Things Face Mask Users Need to Know


Lily Drage, Writer, Arts & Entertainment Editor

Acne is very common in America, as a matter of fact, about 60-70% of the population will get acne in their lifetime, according to Dr. Abidi of the Best Acne Treatment organization. While the statistics are staggering, the most shocking observation, made by dermatologist Yoram Harth, was that Americans spend over 3 million dollars a year on over the counter acne treatment.

Today’s teens have revitalized the facial mask trend which was started 5000 years ago in India. While the first facial masks included things like roots and flowers some of the more recent face masks are made with avocados or clay in them. But what people are wondering is if the contents of the facial mask are helpful?

Erica Walljasper, a spa facialist at Facial Boutique, said, “Masks are a wonderful way to take care of your skin.” While the assets are numerous of most masks, dermatologists worry about the negative impacts specifically of peel off masks. Walljasper expressed, “They are just tearing up your skin.”  While masks may remove debris and unnecessary bacteria, otorhinolaryngologist Kalpana DePasquale told Well and Good that the masks strip away a layer of skin, vellus hair, and sebaceous filaments.


Walljasper went onto explain how DIY masks aren’t safe either.

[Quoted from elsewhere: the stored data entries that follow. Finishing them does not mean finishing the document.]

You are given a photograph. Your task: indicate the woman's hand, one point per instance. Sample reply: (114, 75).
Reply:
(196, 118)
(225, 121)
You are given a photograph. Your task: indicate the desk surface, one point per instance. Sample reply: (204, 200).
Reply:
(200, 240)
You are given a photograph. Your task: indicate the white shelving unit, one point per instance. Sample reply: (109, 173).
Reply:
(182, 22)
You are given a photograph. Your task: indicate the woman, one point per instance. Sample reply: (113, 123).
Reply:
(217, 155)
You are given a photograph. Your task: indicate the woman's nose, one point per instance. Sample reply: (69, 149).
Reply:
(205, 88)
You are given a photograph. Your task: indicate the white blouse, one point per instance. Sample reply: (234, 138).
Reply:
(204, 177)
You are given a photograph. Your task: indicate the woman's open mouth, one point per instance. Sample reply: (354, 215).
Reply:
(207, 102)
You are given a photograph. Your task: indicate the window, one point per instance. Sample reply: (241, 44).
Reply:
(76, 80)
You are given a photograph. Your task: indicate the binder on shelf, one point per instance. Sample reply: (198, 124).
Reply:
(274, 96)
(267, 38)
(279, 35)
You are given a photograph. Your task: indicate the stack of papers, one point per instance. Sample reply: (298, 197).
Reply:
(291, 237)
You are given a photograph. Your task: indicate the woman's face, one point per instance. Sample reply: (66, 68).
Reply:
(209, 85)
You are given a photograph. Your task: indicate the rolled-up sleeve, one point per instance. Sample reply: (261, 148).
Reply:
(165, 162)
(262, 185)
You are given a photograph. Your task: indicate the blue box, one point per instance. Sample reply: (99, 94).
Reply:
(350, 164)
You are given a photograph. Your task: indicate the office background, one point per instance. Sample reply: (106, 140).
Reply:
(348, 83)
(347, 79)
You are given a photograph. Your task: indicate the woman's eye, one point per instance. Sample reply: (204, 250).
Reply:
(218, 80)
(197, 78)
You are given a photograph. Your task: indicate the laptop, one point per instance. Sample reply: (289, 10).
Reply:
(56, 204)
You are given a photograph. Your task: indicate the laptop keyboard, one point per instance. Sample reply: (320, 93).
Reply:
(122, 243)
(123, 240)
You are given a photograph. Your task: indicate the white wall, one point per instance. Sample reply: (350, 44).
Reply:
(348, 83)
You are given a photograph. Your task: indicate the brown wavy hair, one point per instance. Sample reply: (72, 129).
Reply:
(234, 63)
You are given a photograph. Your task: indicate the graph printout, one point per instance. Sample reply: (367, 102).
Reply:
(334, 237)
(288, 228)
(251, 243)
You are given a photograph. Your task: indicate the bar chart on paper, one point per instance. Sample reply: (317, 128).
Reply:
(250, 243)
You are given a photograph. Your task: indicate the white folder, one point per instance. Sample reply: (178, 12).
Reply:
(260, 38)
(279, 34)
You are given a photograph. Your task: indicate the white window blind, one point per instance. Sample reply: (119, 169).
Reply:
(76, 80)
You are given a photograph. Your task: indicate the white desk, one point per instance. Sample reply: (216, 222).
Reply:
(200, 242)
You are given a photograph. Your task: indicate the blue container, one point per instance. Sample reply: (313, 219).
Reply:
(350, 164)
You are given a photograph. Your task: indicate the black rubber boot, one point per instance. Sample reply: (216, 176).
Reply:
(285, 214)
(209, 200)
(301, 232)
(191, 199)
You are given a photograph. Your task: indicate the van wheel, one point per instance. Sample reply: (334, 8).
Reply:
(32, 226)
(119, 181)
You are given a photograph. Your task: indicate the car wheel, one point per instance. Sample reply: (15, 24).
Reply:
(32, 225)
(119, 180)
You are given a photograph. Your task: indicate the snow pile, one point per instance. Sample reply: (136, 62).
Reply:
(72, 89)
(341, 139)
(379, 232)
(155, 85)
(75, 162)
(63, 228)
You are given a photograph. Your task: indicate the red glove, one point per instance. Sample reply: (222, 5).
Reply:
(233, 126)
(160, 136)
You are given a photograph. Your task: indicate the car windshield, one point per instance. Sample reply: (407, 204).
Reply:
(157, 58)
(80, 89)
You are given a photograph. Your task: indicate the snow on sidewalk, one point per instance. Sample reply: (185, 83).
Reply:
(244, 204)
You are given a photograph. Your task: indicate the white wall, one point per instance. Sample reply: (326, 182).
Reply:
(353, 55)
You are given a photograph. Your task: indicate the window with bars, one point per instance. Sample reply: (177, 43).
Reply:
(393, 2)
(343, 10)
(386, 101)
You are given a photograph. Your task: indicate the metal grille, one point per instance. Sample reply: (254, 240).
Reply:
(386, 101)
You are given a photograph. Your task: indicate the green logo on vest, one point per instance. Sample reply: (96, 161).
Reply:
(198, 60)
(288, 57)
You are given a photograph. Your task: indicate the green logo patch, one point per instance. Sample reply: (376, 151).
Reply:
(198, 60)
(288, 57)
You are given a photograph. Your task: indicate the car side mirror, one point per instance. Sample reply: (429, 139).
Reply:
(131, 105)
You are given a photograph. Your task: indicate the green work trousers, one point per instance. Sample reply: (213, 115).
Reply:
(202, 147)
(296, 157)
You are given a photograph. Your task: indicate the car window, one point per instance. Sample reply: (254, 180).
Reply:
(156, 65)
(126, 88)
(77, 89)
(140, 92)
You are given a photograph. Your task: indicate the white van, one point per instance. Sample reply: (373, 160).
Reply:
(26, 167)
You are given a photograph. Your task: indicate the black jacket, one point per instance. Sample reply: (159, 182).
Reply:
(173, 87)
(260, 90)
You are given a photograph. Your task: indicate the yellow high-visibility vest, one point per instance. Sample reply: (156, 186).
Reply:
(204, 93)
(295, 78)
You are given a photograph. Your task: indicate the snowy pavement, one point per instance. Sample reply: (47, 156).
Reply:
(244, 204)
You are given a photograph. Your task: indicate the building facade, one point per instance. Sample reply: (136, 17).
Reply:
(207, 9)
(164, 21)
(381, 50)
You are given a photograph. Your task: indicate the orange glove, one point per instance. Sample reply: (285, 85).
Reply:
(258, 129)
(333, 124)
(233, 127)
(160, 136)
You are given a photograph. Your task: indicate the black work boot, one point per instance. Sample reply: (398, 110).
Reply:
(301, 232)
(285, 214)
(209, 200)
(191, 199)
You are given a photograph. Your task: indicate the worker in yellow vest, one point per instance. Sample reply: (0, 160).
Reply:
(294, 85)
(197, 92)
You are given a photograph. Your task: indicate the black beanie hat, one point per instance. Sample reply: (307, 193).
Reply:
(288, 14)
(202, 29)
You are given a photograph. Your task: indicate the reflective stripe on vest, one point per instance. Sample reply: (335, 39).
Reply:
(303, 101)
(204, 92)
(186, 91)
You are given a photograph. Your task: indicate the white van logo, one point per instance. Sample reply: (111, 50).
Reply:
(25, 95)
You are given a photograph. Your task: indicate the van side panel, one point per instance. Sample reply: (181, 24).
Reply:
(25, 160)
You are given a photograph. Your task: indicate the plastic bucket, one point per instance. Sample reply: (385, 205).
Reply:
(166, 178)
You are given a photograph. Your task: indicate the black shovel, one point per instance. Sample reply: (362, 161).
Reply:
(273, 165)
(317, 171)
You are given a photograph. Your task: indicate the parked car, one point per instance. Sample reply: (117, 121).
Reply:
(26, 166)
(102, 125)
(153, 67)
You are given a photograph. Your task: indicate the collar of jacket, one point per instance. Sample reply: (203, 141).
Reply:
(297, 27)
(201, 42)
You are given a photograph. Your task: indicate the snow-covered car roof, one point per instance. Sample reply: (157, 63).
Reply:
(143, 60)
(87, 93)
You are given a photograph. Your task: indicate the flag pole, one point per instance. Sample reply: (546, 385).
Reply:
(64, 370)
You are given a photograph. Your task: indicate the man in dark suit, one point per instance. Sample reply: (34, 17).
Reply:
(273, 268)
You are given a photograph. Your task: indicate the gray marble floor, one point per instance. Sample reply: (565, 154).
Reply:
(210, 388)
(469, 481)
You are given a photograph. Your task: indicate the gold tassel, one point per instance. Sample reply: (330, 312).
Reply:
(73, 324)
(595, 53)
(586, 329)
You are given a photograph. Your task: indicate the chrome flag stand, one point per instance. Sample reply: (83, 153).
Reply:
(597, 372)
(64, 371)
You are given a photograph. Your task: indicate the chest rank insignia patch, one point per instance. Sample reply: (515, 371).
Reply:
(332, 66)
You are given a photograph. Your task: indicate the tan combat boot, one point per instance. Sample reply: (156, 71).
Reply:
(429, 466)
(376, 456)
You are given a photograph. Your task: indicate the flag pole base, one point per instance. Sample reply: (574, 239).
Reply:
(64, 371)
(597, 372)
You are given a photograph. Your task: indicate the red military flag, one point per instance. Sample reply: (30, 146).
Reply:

She claimed, “There are just too many factors that could be harmful, especially if you are acne prone.”


Walljasper, who’s been an aesthetician for twelve years, requested that her clients wash their face every night. She went on to express that many of her clients don’t clean their makeup off at night. Walljasper acknowledged, “Overnight is when your skin goes into repair mode.”  


Walljasper said that one thing teens using face masks should also get into habit of is changing their pillow cases. She mentioned also that ingredients in skincare and corrective serums can be pore-clogging. These types of skin care are “setbacks” and can make your face revert back to a case of acne susceptibility.


Sierra Tripp, sophomore, claims that face masks have always worked well for her. She stated, “I’ve never had any allergic reactions to face mask.”


Tripp admitted that the best face mask is a traditional avocado one. She remarked, “It makes my skin feel clean and refreshed.”


While the benefits of face mask are numerous there are some potential restrictions such as over using a product. Tripp explained that she only does a face mask once weekly and any usage more common than that is way too often.


Tripp and Walljasper have corresponded to alert fellow face mask/cleanser user to be careful.